Komsomolskaya pravda’s Viktor Baranets writes today that he’s amazed that it’s taken 20 years for generals like Makarov, Postnikov, and Chirkin to acknowledge that contract service is doomed.  He goes on:

“And how here can’t you believe that in the same manner in a year or two the Defense Ministry and Genshtab again will publicly ‘scratch their noodles’ and with a funereal sigh announce to us that the transfer of troops to the brigade system, and the transfer of the Navy Main Staff to Piter, and getting rid of warrant officers, and the reduction of almost 200 thousand officers were also mistakes?  But the strategists who reformed the army for no reason will by that time will be wearing pensioners’ slippers and courageously scribbling out their memoirs.”

This Russian (maybe even universal, bureaucratic) penchant for back-to-forth reform, reforms where process is everything and results are nothing is truly amazing and very evident in the armed forces.  But it’s everywhere even on the very same day.  Witness please Putin’s solemn announcement that he’s slashing the rolls of strategically important enterprises after many years of just as solemnly building up their ranks . . . what was the point?  What did they gain, what was accomplished?  Nothing.  It was a political drill to fend off clients desperate for money and bureaucratic attention, and their strategic status was, by and large, a sop.  End of digression.

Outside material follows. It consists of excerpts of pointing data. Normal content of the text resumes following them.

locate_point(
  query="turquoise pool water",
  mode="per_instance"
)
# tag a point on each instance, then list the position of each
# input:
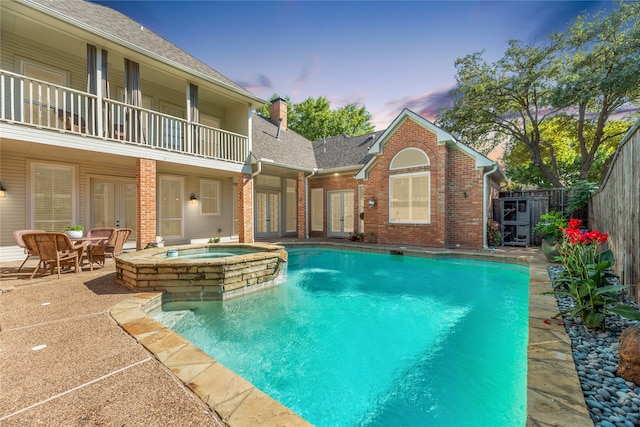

What else on the topic of the moment?

Baranets.  He speculates the ‘death notice’ for contract service could be a first step backward on Serdyukov’s reforms.  He says there are now 70,000 contractees and contract-sergeants.  He believes in a year the Genshtab will increase conscription to 700-750 thousand guys annually, and they won’t become specialists in anything with demob always just around the corner.  So, he concludes, the rumors about a return to longer conscript service ain’t a coincidence.

Versiya has interesting coverage of the issue.  So Makarov says contract has failed, all sorts of other innovations in army service similarly haven’t brought the desired results.  Dedovshchina didn’t decrease, collecting the requisite quantity of servicemen will now be more complicated, the quality of soldier training has sharply declined.  And the number of conscripts in the ranks will grow.  Versiya asks:

“Can it be we’ll return to the Soviet model of an army which has been publicly declared ineffective in modern conditions?”

One-year service was supposed to eliminate dedovshchina, but General-Lieutenant Chirkin admits it didn’t.

Versiya’s versions:

  • First Version:  Return to Soviet-style manning.  Probability:  50 percent.
  • Second Version:  No alternative but contractees, this is just a pause.  Probability:  30 percent.
  • Third Version:  Course will be unchanged despite Makarov’s announcement.  Probability:  20 percent.

It sounds like Versiya really puts the odds of largely diverting from contract service at 50:50.